Ms Tolsma’s three-person operation has survived on a combination of JobKeeper, a grant from the Victorian government and a deal struck with her landlord to partly waive and partly defer rent.
Jessica Tolsma from Jessicakes. Credit:Justin McManus
“We're lucky to run a business in a country where the government is at least trying to help,” she said. But the longer the lockdown keeps retail and hospitality in a deep freeze, the “less the math works”.
JobKeeper payments have already been slashed by half and are due to end in March, rent and bills are accruing and it’s not clear when or which parts of the retail and hospitality sector will be allowed to return to some kind of normal trading.
“It's not looking good at all, short term or long term. It’s not going to go back to normal. It's going to be this new ‘COVID normal’ and who knows what that's going to look like.”
“Even if you’ve got deferred rent, it’s just backing up behind you.

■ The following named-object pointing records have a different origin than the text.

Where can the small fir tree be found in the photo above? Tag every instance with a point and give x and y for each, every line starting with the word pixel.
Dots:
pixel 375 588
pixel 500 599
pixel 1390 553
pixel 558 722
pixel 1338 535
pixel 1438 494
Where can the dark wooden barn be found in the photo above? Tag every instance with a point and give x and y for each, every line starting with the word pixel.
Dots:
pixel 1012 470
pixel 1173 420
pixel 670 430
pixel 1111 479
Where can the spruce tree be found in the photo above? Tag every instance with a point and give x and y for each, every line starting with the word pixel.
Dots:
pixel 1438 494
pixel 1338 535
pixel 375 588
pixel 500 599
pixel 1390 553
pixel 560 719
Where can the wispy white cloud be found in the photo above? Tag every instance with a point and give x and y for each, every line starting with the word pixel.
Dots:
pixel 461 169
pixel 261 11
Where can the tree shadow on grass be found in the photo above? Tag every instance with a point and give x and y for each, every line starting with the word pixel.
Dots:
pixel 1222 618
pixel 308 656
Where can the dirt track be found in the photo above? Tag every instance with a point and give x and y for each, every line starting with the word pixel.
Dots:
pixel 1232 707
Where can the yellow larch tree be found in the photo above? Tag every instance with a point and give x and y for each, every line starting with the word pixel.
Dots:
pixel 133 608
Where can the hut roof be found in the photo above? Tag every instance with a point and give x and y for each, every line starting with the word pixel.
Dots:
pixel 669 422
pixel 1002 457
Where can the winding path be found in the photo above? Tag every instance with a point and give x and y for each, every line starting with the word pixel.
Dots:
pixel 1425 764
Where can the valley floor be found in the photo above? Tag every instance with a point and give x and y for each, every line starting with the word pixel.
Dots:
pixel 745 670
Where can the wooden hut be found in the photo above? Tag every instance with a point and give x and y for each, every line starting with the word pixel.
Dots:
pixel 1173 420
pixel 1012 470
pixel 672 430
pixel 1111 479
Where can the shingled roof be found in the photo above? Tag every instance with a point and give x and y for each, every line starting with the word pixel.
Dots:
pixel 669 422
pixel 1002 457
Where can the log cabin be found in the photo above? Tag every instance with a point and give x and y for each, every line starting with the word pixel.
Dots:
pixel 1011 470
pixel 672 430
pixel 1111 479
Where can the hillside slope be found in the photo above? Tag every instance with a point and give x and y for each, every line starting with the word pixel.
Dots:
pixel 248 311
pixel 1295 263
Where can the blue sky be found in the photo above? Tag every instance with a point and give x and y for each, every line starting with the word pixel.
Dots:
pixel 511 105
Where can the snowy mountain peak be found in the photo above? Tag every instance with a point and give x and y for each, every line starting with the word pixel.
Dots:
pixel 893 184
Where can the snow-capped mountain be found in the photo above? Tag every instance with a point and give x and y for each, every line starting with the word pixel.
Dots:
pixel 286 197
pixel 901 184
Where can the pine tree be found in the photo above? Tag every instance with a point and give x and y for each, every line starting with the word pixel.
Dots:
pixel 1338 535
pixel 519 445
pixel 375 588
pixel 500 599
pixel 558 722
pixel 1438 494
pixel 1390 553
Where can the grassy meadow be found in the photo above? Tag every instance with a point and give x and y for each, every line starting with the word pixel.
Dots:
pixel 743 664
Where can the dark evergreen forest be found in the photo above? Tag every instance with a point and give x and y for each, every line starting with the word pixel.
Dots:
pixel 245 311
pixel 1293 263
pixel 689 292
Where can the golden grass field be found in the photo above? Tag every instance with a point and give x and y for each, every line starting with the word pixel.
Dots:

How well will your business have to do to get on top of it after all this time?”
The wedding industry has been simultaneously smashed by restrictions against in-store retailing and the likelihood of ongoing restrictions against indoor gatherings.
Right now Victorian weddings can only have 10 participants, including the couple. That will increase to 50 in the “last step” of the state’s coronavirus recovery road map, on a date yet to be fixed.
“Lots of my brides won't reschedule their weddings until they are allowed 100 people,” Ms Tolsma said."Some … have already had to postpone twice and they’re not going to replan until this stuff has stopped happening. And who knows when that's going to be?”
She had limited optimism about the federal budget measures that encourage hiring and tax write-offs on capital expenditure.
“Who has the money for that? Who has the business to hire more staff,” Ms Tolsma said. “I don’t need more staff, I need more customers.”
Jeweller Ellinor Mazza, saved by going online.Credit:Justin McManus
Jeweller Ellinor Mazza says her decision a few years ago to push into online retailing, rather than just rely on her Sydney Road street frontage, has been keeping her afloat, just.
“My business went down 40 to 50 per cent. The custom work and the repairs we just can’t do right now, but our online sales have gone up,” she said. “It's never going to be as much as you need but it’s helped balance it out. I know other businesses that closed on the same day as us (in August) and they haven’t been able to trade at all.”
But even with the online sales, JobKeeper and other government assistance is what has kept Arbor’s four employees and its owner on the books.
“More and more damage is being done the longer this drags on. You get the feeling that sometime next year the bottom is going to fall out. That maybe things won’t bounce back. And then it’s like, where do I go from here?”